Nexus went through 2 or 3 iterations of this feature set. I was building it with several constraints in mind - specifically at work. 1. rate-limiting on large models (so not just using opus for everything), 2. good stewardship (not burning down cities for docstrings - farm out that work to haiku or a -mini model), 3. Copilot support - even though I like to use opencode, I wanted to supper copilot cli and in vscode as a means to share this with my coworkers who were mostly using vscode, 4. agent sessions were dying so I needed some kind of liveness probe for manual intervention in sessions where maybe the vpn died and the agent lost network... stuff like this was on my mind - but you know what wasn't? actually doing some work... I was solving problems I don't have, but were fun to think about.
The Reality Check
So, what are my problems? I boiled them down to a few things...
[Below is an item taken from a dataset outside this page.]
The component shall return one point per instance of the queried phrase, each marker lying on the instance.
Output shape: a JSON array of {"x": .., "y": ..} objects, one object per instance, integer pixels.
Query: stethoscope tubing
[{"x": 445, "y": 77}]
- I want to manage my workstreams in workspaces - folders on my computer where I put git worktrees
- I want varying levels of ai automation in my workflows... some things could be handled by an agent fully autonmously, but most things I'm at least paired up, reviewing diffs still, doing research while working, etc.
- In those varying levels of automation, I wanted the same amount of task tracking to a centralized location
And after 2 weeks of ADHD-driven hyper focus, and many iterations on Nexus, then Nexus V2.... what happened is that Nexus V2 died, and we say long live Nexus V3!
Nexus V3: The Pragmatic Pivot
Nexus V3 is the same idea, but different approach... I'm leaning into opencode tooling specifically, dropping my care to support copilot given the lack of features. I'm using a few opencode plugins (opencode-notify and opencode-background-agents and a few commands. Instead of building my own tracker, I'm using kanboard because it's basically a feature-complete agile/sprint/kanban board that I use at home, has a simple plugin ecosystem for light customization, and solves practically every status-tracking problem I tried to build from the ground up initially - ticket dependencies/linkages, actions to change ticket colors for a simple intuitive UI based on state, easy columns and tagging configuration, a simple API and there's even an mcp server.
So, I've given up on the full automation for now, although opencode-pilot looks VERY PROMISING for this in the future. Today though, through some simple commands to give to agents for updating kanboard, I manually put them in worktrees, and they get to work - the tracking and human-in-the-loop model is going well for the work I need done.
Lessons Learned
I learned and relearned plenty of lessons on this over the last 2 weeks... Data models matter more than almost anything, well-defined workflows are required if you want agents to help you iterate, and not everything has to be a product... That last one's personal, but every time I have an idea I think is good, I'm sure it'll be something to share, but a good lesson for me is to just build the things I need for me, and eventually maybe it can be cleaned up to share, but when I start building something with anyone other than me in mind, I'm in for a long hard journey
Current State & Future
So what's the summary? I don't think I know how to agent super well yet - but I'm trying to get better to stay on the forefront of my co-workers who I see using AI in simple and sometimes scary ways
Copilot x sudo
Do not give copilot sudo on your CI server and say "fix my problem"... are you retarded???
I am not going hardcore with ralph wiggum or gastown - although those inspired Nexus v1 and v2, but I am dialing in my agentic workflow with some simple specialized agents, farming out work to subagents for context management, planning ahead of time to put appropriate context in a ticket, and getting close to having agents check out tickets, make worktrees, and do simple work by themselves (this was working in Nexus V2 but only intermittenly).
Someday I'll open-source Nexus and share the configuration and workflow, for now it's private as I'm actually using it to build out what I want rather than trying to recreate gastown with a cool space theme.